La catégorisation des étrangers héritée de la colonisation

Le mot "migrant" s'inscrit dans la longue histoire de la catégorisation des étrangers, et partant, de la colonisation. Dans les années 1960, le migrant est un étranger qui s'installe en France. Pour comprendre ce qui se joue dans ce terme, il faut regarder le contexte de sa naissance.

En 1965, sont créés les "Services de liaison aux populations migrantes", ou SLPM, extension de l'administration française, censée encadrer la main-d'oeuvre étrangère. Or il faut noter que cet encadrement, qui dépend des préfectures et non de l'administration sociale, est directement hérité de l'identification coloniale à l'oeuvre dans les années 1950 vis-à-vis de ceux qu'on appelle alors, depuis 1945, les "Français musulmans d'Algérie". 

Séparer les Algériens du reste de la population

Dans les années 1950, en métropole, il existe des "Conseillers techniques pour les affaires musulmanes", dépendant du ministère de l'Intérieur, et qui ont pour mission, je cite, de "faciliter l'organisation de l'assistance morale, matérielle et sociale à la population musulmane." Ces services vont organiser l'assignation d'un espace physique spécifique à ces "Français musulmans d'Algérie".

Et ce avec un double souci, assez contradictoire : les séparer du reste de la population tout en essayant de les contrôler, alors même que la concentration des personnes fait craindre une plus grande difficulté à les contrôler. Les statistiques émises par les conseillers pour les affaires musulmanes trahissent ce souci de contrôle, notamment dans la répartition des logements. L'idée implicite, portée par la colonisation, est que les Algériens ne peuvent, par essence, se mêler au reste de la population française.
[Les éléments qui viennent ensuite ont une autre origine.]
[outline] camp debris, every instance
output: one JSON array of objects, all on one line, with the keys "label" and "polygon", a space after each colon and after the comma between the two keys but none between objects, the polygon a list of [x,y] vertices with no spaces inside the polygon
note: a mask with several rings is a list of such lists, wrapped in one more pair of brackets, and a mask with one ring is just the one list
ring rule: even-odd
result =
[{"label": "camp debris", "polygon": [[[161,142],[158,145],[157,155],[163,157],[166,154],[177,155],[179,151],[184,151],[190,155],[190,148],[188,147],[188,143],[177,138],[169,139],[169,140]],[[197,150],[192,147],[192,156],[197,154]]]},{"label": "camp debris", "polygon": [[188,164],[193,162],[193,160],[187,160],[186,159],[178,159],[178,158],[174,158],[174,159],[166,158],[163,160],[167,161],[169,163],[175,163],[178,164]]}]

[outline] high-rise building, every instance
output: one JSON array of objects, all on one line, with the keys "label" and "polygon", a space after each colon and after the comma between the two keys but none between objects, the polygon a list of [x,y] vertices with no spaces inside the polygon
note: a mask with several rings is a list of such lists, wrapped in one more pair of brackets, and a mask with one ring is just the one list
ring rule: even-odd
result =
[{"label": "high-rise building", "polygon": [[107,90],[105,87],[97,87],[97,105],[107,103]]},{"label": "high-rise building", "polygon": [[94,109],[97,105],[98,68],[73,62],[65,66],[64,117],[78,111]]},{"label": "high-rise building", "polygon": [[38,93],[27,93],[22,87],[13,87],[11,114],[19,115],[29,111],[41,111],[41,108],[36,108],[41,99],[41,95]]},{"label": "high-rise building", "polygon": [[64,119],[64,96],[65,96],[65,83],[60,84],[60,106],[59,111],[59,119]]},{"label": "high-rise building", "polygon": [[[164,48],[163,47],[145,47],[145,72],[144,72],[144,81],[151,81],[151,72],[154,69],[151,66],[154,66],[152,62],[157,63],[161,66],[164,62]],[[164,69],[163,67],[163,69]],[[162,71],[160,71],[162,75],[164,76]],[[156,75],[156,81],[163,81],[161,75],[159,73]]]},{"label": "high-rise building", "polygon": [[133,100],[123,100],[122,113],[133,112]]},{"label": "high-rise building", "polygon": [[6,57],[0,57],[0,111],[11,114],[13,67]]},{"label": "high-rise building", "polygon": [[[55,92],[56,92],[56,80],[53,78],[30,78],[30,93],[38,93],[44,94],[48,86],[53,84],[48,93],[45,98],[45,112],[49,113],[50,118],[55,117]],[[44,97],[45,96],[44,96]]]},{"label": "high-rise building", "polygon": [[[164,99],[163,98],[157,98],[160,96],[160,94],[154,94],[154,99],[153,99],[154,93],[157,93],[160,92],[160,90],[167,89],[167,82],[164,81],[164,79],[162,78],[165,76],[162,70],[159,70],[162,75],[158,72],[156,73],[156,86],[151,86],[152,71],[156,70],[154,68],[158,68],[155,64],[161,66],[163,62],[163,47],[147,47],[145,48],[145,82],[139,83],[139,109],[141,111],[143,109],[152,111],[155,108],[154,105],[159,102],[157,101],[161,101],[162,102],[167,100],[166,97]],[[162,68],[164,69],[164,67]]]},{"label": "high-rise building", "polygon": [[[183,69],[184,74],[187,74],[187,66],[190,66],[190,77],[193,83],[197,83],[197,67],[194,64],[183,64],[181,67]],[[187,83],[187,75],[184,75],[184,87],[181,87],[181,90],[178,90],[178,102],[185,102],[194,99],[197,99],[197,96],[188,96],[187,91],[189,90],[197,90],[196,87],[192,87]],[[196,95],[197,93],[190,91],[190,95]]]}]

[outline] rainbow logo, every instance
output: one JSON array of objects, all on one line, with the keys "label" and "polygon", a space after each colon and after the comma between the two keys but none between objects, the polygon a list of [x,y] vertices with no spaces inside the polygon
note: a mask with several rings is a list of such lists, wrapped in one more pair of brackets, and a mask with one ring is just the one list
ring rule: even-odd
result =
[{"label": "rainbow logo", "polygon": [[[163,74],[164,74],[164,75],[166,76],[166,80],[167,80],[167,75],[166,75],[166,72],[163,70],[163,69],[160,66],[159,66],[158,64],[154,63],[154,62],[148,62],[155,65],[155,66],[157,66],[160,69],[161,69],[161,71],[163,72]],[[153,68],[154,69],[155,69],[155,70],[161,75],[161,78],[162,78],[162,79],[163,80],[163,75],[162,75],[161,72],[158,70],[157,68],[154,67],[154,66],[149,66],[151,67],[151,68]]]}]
L'identification basée sur l'origine étendue à tous les étrangers

Quand le terme "migrant" apparaît dans les années 1960, il renforce cette politique de catégorisation déjà à l'oeuvre. Avec l'indépendance de l'Algérie, les "Français musulmans d'Algérie" changent de statut juridique pour devenir des étrangers. Mais sur le terrain, les conseillers aux affaires musulmanes ne changent pas de poste. C'est à cette époque que s'installent dans le paysage administratif les mots "migrants" et "immigrés", qui vont s'appliquer non seulement aux Algériens mais à tous les étrangers.

Ils seront utilisés par l'administration préfectorale dans le cadre de la résorption des bidonvilles et du développement du logement social, pour imposer par exemple un pourcentage maximum de familles étrangères au sein des immeubles. Ces termes "migrants" et "immigrés" permettent donc, comme montre Françoise de Barros, de poursuivre les pratiques d'identification coloniales, basée sur des critères d'origine et de religion.

Comme dans les années 1950 où l'administration opposait les "Nords-Africains" aux "Européens", ces termes des années 1960 nient la nationalité des personnes et leur statut juridique. Dire « migrant » ou « immigré », même si la personne obtient la nationalité française, c'est la figer dans sa différence d'origine. On peut alors parler "d'ethnicisation" administrative.

Le tournant des années 2000: mot neutre ou péjoratif ?

Le terme a réapparu au début de la décennie 2000, à la faveur de la création de MigrEurop, réseau d'échange entre chercheurs et militants sur les migrations. A l'époque, Sangatte est le lieu de transit pour des centaines d'étrangers vers l'Angleterre depuis la France, et en Méditerranée échouent des bateaux transportant des Kurdes fuyant l'Irak. Au fil des années, le terme s'est imposé dans la langue politique, médiatique et militante, et cette récurrence est significative.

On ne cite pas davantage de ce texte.